2. Without automation, there will be no standardization. More and more nurseries are proposing or carrying standard production. But that is only a rough standardization. The reason is simple. Man-made variances are present throughout production, from uneven fertilization, various sizes of tree holes, and different pruning styles by different people and so forth. All these can influence the growth of trees. If one wants to further standardize production, they need to use many different machines and facilities to reduce manmade variance.

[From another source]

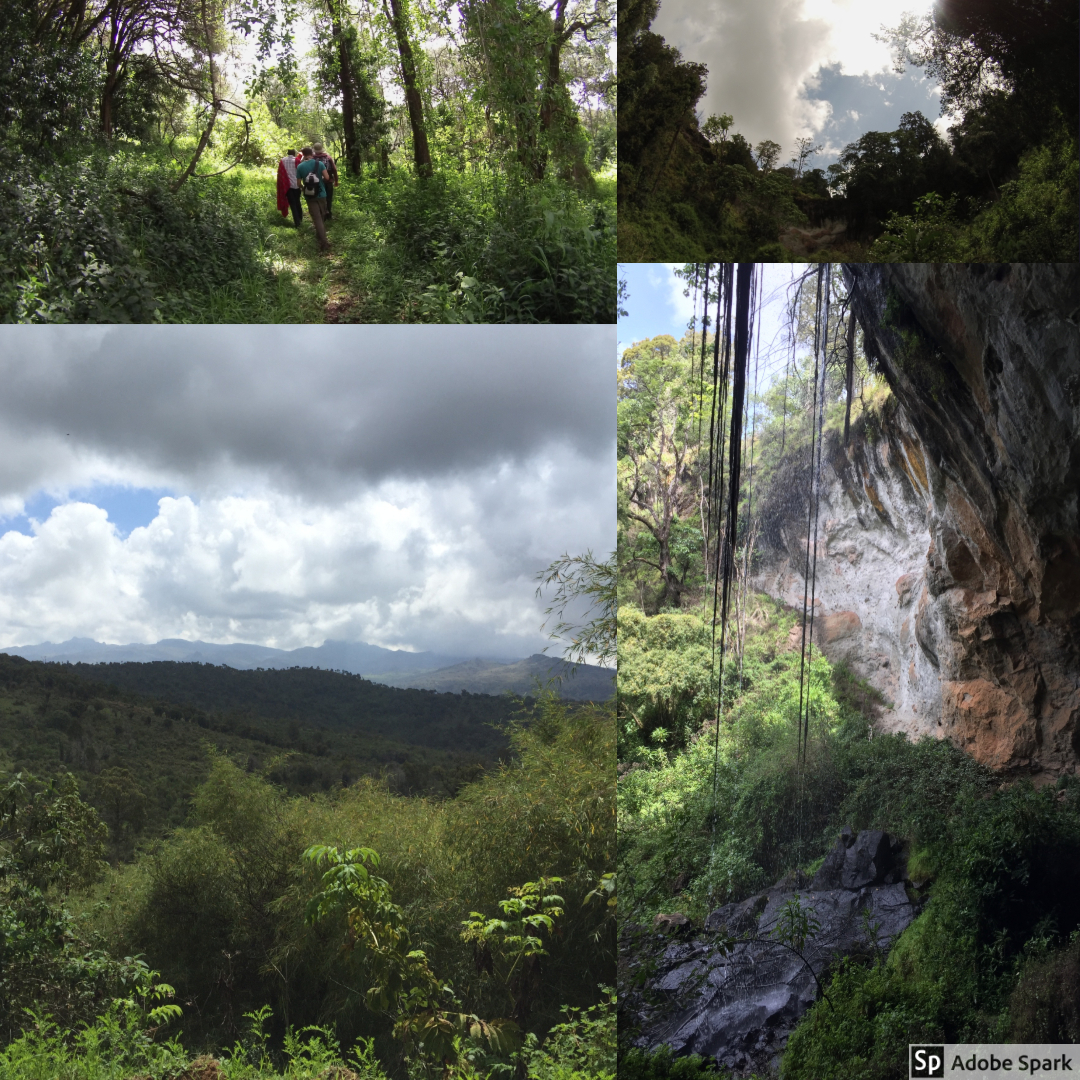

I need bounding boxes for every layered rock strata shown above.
[758,265,1080,780]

With our country’s current level of processing capabilities, producing machines specifically for nurseries is not very difficult. Nurseries and processing and manufacturing companies can cooperate to manufacture useful machines with a competitive price and performance ratio. The industry has not paid enough attention to this regard. Whoever makes breakthroughs in this regard, will be able to control costs.


  1. More professional

This industry will be more scientifically run and will be run in a sophisticated way. Presently in China, it’s rather easy to enter this industry. Quality of seedlings is not consistent because the landscaping market does not have strict quality standards. Seedlings of different levels of quality can be sold out. In recent years, funding has flowed in. Nurseries have expanded. But many people still do not have good managerial methods or principles. Compared with previous rounds of nurseries, spacing in the rows and spacing between rows has been improved, some specialty nurseries have been built. But in terms product positioning, varieties, plant adaptability, standardization, input-output cycle, market size, operational and managerial capabilities, expand sales channel, and other areas, no improvements have been seen. In summary, this industry is not professional enough, lacking expertise in general. Its management is not sophisticated either. Though many nurseries are large, with an area of thousands or tens of thousands of mu, their technical strength and sales force are weak. These can only be called nurseries, and can hardly be called enterprises. Meanwhile, there are not professional drugs, fertilizers, herbicides and etc. available for seedlings.


Comparing with developed countries can best explain the problem. Japan is very attentive to basics. They care most about soil in nurseries. In Japan, soil for planting seedling is a bit like China’s soil for planting vegetables, with a high content of organic matters. They use slow-release fertilizers specifically designed for seedlings. Vannucci Piante, an Italian company uses sterile seeds, stone layers to prevent diseases and germs from spreading, and scientifically sound water and fertilizers management. As a result, they see few diseases or pests in their plants. But our country has to rely on pesticides to grow seedlings.


  1. Going online

The importance of the internet is reflected in different links of the industry. Disconnection between sales and production and lack of coordination between designing and implementing in landscaping are problems persisting in this industry for many years. The problem is different links do not have a “bridge” for communication between each other. The landscaping and flower and seedling industries in China are not scientifically and technologically advanced. Due to systems and many other reasons, the already limited scientific research capabilities cannot be effectively used to benefit production, which is a shame. Many large nurseries cannot improve sales because they lack good platforms for communication between sales and production. Flower agents, though able to bring more orders, operate locally, and do not have a nationwide internet to connect one with another. Going online has another layer of meaning, namely the consumer market already can proficiently use the internet. But due to unsatisfactory progress in product standardization and logistics, e-commerce in the flower industry is developing very slowly.